Japanese oil major Eneos acquires renewables firm JRE

Energy Disrupter

Japan’s oil refiner and distributor Eneos Corporation has agreed to acquire all the shares of Japan Renewable Energy Corporation (JRE).

Renewables developer JRE is owned by US bank Goldman Sachs Asset Management and Singapore sovereign wealth fund GIC Private Limited.

The transaction is expected to close in January 2022 and is priced at more than JPY200 billion ($1.7 billion), according to local press reports.

The acquisition of JRE fits in with Eneos’s strategy to “contribute to the development of a decarbonised, recycling-oriented society”. Eneos plans to invest JPY 400 billion in renewables up to March 2023.

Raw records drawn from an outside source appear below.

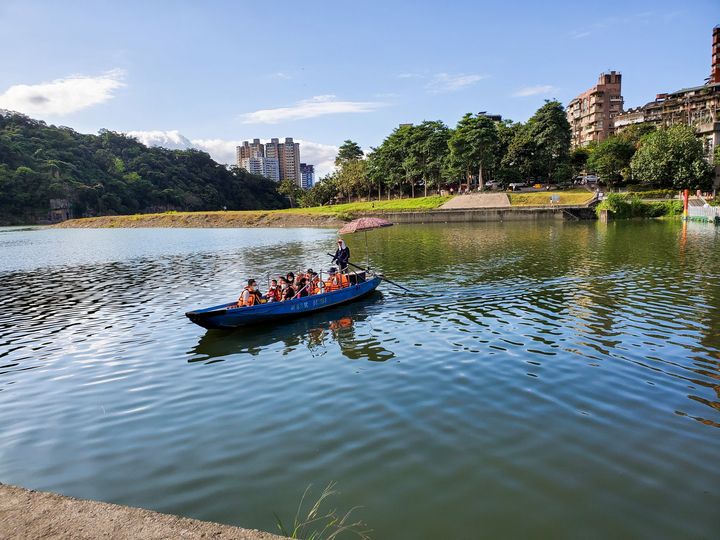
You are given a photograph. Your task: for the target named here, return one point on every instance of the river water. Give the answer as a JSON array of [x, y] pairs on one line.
[[542, 380]]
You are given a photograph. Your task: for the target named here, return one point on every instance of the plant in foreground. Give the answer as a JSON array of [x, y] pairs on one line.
[[319, 524]]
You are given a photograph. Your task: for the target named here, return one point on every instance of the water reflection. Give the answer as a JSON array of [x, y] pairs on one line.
[[318, 332]]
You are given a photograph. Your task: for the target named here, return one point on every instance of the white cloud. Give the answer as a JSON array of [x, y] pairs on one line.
[[310, 108], [444, 82], [223, 150], [62, 96], [579, 34], [173, 139], [535, 90], [320, 155]]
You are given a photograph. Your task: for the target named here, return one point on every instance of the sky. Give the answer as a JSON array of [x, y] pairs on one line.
[[210, 74]]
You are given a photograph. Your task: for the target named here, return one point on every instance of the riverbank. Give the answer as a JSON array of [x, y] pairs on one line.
[[29, 514], [229, 219], [418, 210]]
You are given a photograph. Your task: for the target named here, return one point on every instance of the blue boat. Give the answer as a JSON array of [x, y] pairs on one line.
[[226, 316]]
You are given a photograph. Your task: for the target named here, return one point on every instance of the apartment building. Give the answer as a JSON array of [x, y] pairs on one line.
[[289, 157], [591, 113], [278, 161], [697, 106], [267, 167], [307, 176]]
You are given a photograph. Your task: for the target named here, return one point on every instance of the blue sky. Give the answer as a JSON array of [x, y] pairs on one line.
[[212, 73]]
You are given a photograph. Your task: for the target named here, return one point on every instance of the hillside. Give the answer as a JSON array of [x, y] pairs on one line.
[[111, 173]]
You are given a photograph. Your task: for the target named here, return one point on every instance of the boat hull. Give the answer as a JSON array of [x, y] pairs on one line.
[[226, 316]]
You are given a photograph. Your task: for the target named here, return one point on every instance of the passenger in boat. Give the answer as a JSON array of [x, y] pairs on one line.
[[332, 283], [273, 294], [302, 287], [315, 284], [250, 295], [287, 292], [342, 255]]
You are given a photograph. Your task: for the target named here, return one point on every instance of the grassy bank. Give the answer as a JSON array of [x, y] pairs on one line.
[[542, 198], [624, 206], [393, 205], [320, 216]]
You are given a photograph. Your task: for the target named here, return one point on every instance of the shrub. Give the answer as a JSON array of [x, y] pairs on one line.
[[626, 206]]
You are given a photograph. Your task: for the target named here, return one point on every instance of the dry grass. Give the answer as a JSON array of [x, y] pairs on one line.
[[542, 198]]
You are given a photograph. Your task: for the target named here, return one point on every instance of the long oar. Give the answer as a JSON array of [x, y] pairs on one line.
[[381, 276]]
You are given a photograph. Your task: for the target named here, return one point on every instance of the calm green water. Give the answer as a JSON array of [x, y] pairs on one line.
[[546, 380]]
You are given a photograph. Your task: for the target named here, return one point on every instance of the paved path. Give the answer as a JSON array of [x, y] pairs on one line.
[[26, 514], [477, 200]]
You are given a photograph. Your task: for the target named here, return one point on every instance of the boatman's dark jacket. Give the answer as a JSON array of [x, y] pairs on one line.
[[342, 256]]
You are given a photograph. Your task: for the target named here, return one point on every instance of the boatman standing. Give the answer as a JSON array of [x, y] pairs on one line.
[[342, 255]]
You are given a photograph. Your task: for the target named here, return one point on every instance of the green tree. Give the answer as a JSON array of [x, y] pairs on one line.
[[291, 190], [579, 158], [348, 151], [111, 173], [473, 145], [323, 192], [352, 179], [611, 159], [672, 158]]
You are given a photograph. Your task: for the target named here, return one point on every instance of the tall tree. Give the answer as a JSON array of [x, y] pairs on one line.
[[610, 159], [348, 151], [550, 130], [472, 145], [672, 158]]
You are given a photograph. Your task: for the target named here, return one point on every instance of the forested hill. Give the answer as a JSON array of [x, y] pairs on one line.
[[111, 173]]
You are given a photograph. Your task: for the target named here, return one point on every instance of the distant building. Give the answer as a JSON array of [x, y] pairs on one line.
[[591, 114], [59, 210], [715, 66], [277, 161], [307, 175], [493, 117], [697, 106], [267, 167], [250, 149], [289, 157]]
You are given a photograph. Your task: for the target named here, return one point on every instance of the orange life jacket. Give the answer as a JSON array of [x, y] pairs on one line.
[[275, 294], [330, 285], [252, 298]]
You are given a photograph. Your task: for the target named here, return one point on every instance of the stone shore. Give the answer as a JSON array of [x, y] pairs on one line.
[[28, 514]]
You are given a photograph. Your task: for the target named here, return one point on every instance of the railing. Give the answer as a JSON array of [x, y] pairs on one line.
[[710, 213]]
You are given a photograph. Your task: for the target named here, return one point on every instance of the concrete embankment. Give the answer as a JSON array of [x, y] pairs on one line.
[[287, 219], [230, 219], [27, 514], [491, 214]]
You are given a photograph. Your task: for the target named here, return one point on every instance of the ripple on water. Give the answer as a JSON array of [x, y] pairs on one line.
[[532, 363]]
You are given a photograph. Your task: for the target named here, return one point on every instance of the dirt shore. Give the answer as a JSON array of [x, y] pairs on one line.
[[206, 220], [28, 514]]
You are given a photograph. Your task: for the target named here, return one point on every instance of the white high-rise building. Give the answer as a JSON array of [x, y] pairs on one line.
[[262, 166], [285, 156]]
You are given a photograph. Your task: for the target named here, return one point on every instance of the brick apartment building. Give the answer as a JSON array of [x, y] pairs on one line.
[[591, 113], [696, 106]]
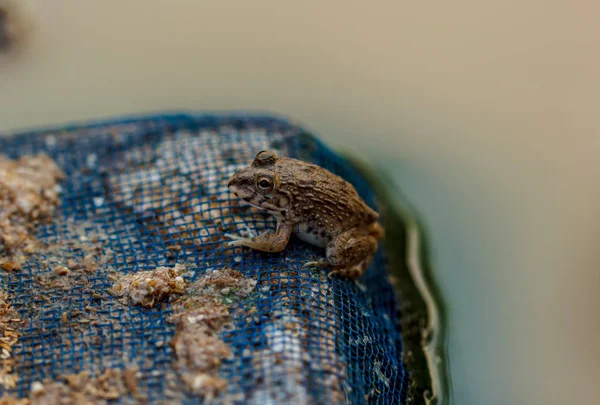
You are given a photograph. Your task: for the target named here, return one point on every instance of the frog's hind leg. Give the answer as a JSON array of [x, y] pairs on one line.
[[350, 253]]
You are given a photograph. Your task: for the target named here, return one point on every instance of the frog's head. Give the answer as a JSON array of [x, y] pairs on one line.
[[259, 184]]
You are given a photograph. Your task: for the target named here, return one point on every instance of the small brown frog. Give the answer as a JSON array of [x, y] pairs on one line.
[[319, 207]]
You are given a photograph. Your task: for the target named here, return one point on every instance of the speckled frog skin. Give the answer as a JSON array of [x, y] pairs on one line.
[[319, 207]]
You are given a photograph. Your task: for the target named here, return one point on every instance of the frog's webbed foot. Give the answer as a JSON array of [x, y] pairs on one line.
[[237, 240], [352, 272]]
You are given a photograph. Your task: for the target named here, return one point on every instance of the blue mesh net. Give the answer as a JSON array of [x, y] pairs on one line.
[[151, 192]]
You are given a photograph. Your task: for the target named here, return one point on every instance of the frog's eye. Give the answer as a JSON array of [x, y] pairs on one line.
[[264, 184], [265, 158]]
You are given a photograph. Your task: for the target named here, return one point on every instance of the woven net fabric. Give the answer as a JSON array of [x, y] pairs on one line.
[[152, 191]]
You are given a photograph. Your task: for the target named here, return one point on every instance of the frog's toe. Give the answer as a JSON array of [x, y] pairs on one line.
[[250, 231], [318, 263], [236, 240]]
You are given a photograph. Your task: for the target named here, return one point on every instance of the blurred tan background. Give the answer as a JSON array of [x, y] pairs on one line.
[[487, 113]]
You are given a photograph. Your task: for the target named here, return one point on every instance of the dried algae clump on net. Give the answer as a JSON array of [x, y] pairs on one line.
[[148, 288], [29, 194], [9, 336], [201, 315]]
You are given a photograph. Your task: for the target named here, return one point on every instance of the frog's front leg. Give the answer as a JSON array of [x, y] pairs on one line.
[[267, 242]]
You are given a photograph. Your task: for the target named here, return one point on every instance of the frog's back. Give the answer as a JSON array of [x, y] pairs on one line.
[[321, 200]]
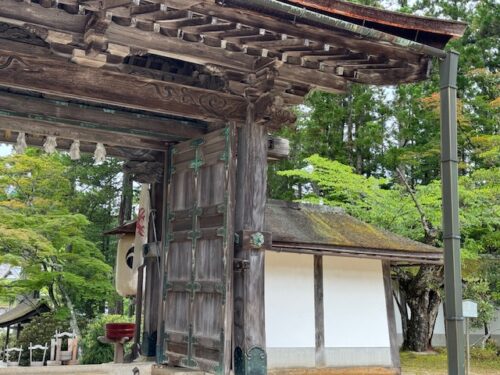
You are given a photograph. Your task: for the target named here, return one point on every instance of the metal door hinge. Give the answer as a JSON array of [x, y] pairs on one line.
[[241, 265]]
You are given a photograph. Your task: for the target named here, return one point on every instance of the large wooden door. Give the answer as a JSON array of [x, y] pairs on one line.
[[198, 308]]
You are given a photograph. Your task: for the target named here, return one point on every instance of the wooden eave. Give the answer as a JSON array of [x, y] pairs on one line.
[[229, 38], [101, 71], [377, 18], [323, 230]]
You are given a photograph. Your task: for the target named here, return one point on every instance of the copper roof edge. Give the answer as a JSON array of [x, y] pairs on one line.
[[451, 28]]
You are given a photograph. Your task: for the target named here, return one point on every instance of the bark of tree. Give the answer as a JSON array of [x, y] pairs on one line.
[[420, 291], [73, 321], [423, 301]]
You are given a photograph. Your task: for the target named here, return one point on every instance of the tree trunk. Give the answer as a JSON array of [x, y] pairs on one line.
[[423, 301], [73, 322]]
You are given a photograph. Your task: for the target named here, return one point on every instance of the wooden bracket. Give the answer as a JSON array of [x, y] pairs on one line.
[[254, 240], [241, 265]]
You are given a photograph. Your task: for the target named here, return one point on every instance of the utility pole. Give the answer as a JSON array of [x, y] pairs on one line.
[[451, 225]]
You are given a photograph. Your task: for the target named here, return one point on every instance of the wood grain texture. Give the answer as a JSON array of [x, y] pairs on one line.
[[249, 317], [199, 253], [391, 318], [43, 74], [319, 311]]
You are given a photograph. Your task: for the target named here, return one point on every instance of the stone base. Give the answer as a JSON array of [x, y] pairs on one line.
[[336, 371], [105, 369], [165, 370]]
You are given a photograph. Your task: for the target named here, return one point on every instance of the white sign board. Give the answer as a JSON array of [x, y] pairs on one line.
[[470, 308]]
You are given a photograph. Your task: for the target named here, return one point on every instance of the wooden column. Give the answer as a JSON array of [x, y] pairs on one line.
[[152, 275], [249, 313], [319, 311], [391, 319]]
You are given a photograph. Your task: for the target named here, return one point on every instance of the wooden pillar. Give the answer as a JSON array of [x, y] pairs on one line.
[[152, 274], [319, 311], [7, 337], [249, 313], [391, 319]]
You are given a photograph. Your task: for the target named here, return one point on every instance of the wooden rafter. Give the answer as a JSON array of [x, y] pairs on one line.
[[43, 74]]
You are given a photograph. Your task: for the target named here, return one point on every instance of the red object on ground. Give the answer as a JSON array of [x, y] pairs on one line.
[[117, 331]]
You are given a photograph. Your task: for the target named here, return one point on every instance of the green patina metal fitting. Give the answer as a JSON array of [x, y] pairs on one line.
[[224, 156], [197, 163], [222, 208], [194, 235], [196, 211], [193, 287], [257, 240], [197, 142], [189, 362], [254, 362], [222, 232]]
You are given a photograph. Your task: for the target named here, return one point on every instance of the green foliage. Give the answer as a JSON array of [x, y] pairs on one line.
[[39, 332], [95, 352], [40, 234]]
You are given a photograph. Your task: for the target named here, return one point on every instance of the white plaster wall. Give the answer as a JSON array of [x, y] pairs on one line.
[[439, 338], [355, 309], [289, 297]]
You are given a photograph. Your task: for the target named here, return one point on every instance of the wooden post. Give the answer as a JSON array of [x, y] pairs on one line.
[[391, 319], [249, 313], [152, 275], [319, 311]]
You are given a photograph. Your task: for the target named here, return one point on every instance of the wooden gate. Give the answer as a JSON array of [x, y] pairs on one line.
[[197, 286]]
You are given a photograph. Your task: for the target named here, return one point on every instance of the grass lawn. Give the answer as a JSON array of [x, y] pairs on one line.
[[435, 364]]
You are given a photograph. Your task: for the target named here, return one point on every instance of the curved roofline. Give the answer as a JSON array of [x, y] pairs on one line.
[[454, 29]]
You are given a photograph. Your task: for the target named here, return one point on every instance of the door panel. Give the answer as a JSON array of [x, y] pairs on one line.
[[199, 253]]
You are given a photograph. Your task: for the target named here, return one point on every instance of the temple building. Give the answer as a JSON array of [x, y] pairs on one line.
[[189, 93]]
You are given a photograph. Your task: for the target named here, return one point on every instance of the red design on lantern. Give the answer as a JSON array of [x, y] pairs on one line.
[[139, 227]]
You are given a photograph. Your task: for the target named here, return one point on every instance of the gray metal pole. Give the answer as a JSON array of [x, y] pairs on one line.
[[451, 228]]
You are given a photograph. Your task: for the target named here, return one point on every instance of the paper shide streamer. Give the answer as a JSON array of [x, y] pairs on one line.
[[50, 145], [74, 150], [21, 143], [100, 153]]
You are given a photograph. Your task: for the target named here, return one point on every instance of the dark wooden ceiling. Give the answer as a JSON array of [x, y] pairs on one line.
[[139, 74]]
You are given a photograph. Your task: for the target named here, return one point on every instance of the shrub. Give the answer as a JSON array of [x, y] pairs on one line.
[[39, 332], [95, 352]]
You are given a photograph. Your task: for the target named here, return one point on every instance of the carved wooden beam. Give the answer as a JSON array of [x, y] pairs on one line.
[[64, 144], [57, 77], [87, 116]]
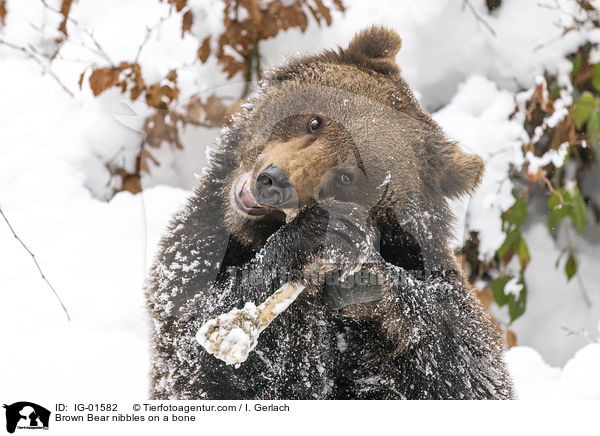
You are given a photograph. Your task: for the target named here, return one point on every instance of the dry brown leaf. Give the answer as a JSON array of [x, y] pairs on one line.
[[511, 338], [324, 11], [145, 158], [65, 8], [186, 22], [204, 50], [485, 297], [179, 4], [103, 78], [139, 85], [80, 81], [214, 111]]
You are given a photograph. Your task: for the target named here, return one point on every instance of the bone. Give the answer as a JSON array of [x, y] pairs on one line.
[[231, 336]]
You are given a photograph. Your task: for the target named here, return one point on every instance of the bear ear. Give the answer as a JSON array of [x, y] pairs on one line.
[[377, 46], [462, 173]]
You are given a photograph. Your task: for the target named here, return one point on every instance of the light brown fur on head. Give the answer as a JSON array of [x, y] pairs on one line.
[[373, 128]]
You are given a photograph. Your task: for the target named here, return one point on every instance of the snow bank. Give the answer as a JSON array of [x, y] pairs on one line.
[[536, 380], [54, 182]]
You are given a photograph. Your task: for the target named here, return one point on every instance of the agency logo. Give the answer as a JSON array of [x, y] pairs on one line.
[[26, 415]]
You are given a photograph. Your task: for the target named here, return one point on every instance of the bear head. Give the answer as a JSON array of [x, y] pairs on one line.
[[344, 124]]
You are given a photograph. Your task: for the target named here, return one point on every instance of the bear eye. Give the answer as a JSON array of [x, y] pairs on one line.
[[344, 178], [314, 124]]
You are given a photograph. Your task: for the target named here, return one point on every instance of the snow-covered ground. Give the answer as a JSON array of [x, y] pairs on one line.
[[54, 183]]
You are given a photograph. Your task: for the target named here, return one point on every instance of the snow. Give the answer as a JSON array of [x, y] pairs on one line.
[[55, 187], [536, 380]]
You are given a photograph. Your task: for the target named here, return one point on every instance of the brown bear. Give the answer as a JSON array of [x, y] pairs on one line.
[[335, 177]]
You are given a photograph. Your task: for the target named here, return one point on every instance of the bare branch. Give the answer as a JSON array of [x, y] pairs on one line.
[[36, 264], [149, 31], [45, 67], [478, 17]]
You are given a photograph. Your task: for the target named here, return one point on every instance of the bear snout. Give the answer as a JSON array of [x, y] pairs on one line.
[[272, 187]]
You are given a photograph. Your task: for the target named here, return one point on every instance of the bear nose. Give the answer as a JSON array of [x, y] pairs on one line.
[[272, 187]]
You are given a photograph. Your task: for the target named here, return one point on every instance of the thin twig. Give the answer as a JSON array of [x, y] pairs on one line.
[[584, 293], [478, 17], [98, 48], [32, 56], [36, 264], [149, 31], [582, 332]]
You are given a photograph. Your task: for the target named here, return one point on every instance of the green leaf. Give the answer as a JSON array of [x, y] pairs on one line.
[[571, 266], [593, 129], [578, 211], [523, 252], [516, 305], [554, 200], [517, 214], [583, 108], [508, 247], [498, 290], [576, 65], [559, 206], [556, 216], [596, 77]]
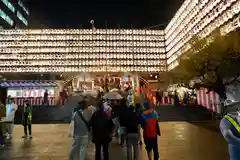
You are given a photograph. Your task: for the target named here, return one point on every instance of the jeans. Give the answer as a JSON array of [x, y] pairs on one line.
[[132, 143], [10, 128], [98, 147], [79, 145], [28, 127], [152, 145]]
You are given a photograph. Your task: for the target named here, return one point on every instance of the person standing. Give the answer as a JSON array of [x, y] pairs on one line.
[[132, 132], [121, 114], [81, 129], [2, 117], [45, 97], [151, 130], [102, 129], [27, 120], [10, 117], [139, 110]]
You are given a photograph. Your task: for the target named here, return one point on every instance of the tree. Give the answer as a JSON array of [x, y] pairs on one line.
[[213, 62]]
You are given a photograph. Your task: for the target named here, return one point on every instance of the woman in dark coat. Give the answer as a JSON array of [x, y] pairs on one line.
[[102, 128]]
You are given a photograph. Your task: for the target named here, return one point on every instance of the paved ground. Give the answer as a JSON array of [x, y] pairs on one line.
[[179, 141]]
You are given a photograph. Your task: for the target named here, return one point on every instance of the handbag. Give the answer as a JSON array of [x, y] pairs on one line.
[[85, 121]]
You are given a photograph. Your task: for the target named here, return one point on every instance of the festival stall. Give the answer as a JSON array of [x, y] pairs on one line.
[[30, 90]]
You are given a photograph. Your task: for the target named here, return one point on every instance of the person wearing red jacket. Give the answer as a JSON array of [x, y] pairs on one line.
[[151, 130]]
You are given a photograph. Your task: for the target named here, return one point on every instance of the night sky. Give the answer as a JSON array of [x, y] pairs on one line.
[[78, 13]]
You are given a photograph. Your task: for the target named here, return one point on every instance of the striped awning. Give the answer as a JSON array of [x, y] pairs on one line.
[[27, 84]]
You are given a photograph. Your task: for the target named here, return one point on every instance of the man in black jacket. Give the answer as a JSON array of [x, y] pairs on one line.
[[132, 132]]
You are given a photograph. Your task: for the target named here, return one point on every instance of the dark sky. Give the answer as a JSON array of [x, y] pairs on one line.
[[78, 13]]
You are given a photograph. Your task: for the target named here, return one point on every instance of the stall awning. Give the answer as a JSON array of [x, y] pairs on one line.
[[27, 84]]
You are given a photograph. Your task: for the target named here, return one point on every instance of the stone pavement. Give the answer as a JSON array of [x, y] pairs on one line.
[[179, 141]]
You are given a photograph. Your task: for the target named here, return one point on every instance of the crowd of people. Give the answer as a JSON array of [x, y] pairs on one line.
[[121, 118], [7, 116]]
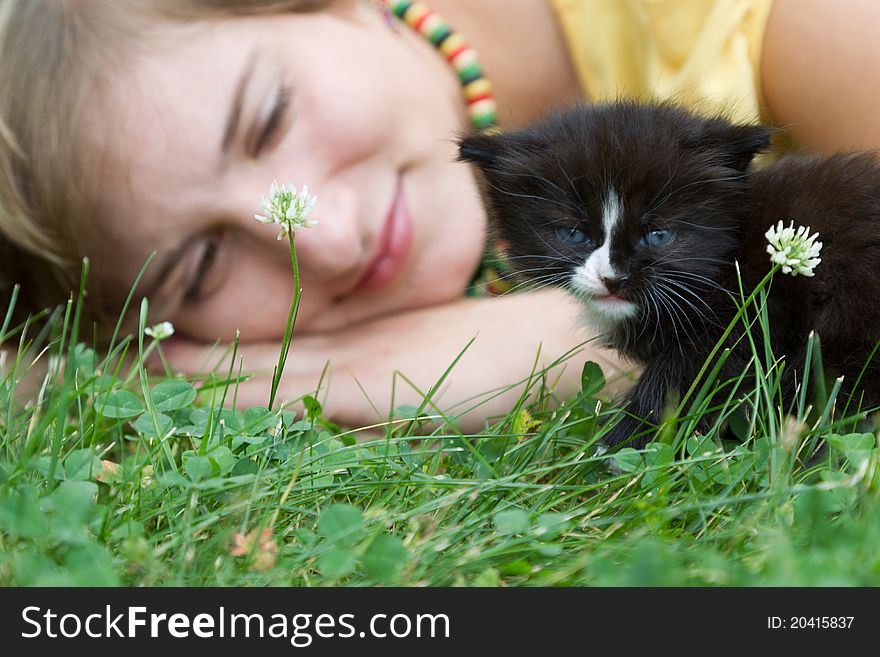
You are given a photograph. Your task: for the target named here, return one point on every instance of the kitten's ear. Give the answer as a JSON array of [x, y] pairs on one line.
[[481, 150], [736, 145]]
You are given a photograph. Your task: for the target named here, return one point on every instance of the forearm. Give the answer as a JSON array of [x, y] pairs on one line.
[[481, 352]]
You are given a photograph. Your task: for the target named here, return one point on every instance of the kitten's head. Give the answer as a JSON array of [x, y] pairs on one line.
[[634, 208]]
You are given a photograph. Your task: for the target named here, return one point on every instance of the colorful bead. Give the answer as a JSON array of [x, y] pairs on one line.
[[477, 89]]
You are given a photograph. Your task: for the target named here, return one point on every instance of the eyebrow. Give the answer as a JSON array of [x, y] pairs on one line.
[[165, 265], [234, 118]]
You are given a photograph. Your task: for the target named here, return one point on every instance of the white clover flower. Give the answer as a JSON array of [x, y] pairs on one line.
[[287, 208], [796, 250], [161, 331]]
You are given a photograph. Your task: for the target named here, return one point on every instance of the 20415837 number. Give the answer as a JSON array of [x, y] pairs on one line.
[[810, 622]]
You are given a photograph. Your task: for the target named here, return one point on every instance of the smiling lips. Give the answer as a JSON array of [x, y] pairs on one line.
[[392, 248]]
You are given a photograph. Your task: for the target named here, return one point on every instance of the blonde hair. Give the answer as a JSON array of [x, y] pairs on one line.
[[54, 57]]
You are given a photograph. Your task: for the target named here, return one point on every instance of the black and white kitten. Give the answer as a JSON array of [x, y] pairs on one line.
[[641, 211]]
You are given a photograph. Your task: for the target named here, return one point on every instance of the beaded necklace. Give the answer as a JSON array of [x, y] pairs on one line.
[[482, 109]]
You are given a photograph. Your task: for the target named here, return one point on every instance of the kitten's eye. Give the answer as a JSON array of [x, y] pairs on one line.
[[658, 237], [572, 236]]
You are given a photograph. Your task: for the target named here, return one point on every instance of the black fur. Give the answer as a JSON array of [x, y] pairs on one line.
[[674, 170]]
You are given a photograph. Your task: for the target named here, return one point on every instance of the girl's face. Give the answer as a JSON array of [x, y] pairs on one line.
[[209, 114]]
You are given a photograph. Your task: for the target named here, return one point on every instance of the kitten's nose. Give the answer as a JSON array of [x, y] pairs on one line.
[[614, 284]]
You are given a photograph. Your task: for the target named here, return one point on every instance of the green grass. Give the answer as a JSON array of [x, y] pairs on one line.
[[111, 477]]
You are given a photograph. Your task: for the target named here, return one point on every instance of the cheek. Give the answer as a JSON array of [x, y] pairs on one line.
[[254, 300]]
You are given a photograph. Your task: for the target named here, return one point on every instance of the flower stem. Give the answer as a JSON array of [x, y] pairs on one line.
[[291, 322]]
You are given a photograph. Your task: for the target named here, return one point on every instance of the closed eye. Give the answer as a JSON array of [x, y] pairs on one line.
[[569, 235], [658, 237]]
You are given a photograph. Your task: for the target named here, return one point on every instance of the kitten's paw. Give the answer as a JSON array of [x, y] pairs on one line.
[[628, 432]]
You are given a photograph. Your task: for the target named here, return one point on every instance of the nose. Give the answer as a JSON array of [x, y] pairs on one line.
[[614, 284]]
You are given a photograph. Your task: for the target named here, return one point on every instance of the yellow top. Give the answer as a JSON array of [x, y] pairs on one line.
[[704, 53]]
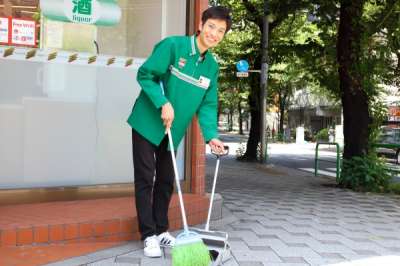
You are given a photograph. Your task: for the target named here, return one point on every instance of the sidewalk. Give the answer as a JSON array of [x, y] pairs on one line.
[[278, 216]]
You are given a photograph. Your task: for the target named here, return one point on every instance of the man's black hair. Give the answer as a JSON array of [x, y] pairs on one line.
[[218, 12]]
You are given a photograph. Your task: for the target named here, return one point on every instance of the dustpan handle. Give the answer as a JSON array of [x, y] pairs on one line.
[[178, 186]]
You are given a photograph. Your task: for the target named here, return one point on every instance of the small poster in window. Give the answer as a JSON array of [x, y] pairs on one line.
[[4, 30], [23, 32]]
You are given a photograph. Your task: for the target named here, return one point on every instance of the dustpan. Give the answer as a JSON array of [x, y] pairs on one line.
[[216, 241]]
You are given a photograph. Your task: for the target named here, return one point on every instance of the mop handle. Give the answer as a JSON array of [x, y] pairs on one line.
[[178, 186], [226, 151]]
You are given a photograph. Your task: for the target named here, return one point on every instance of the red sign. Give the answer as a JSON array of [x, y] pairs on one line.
[[18, 32], [4, 30]]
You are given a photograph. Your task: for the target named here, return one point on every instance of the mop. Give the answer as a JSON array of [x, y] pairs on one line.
[[189, 249], [216, 241]]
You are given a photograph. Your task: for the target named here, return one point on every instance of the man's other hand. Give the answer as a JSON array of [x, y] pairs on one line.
[[167, 115]]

Established in 2012, JRE has built up a portfolio of about 60 renewable assets in Japan and Taiwan including solar, onshore wind and biomass. As of September 2021, JRE had 877MW of capacity in operation or under construction.

Ang Eng Seng, CIO of infrastructure at GIC, said: “JRE is now a leading renewable energy company in the country and GIC is pleased to have played a part in that growth. We believe the company will continue to grow under the new ownership.”

Eneos is expected to leverage JRE’s expertise to shift away from fossil fuels and become a player in the offshore wind power sector. 

In July 2021 Eneos announced that it was collaborating with floating platform manufacturer BW Ideol to develop a commercial-scale floating offshore wind farm off Japan.

Eneos was one of six companies in a consortium led by Toda Corporation that won a Japanese government tender in June 2021 to build a 16.8MW project off Goto City, Nagasaki.

Meanwhile, JRE is co-developing a 300MW offshore wind project off Japan’s southern island of Kyushu with Wpd.

The Japanese government has a target to install 45GW of offshore wind power by 2040. Although Japan has no large-scale offshore wind farms currently in operation, it has a multi-gigawatt pipeline of planned projects.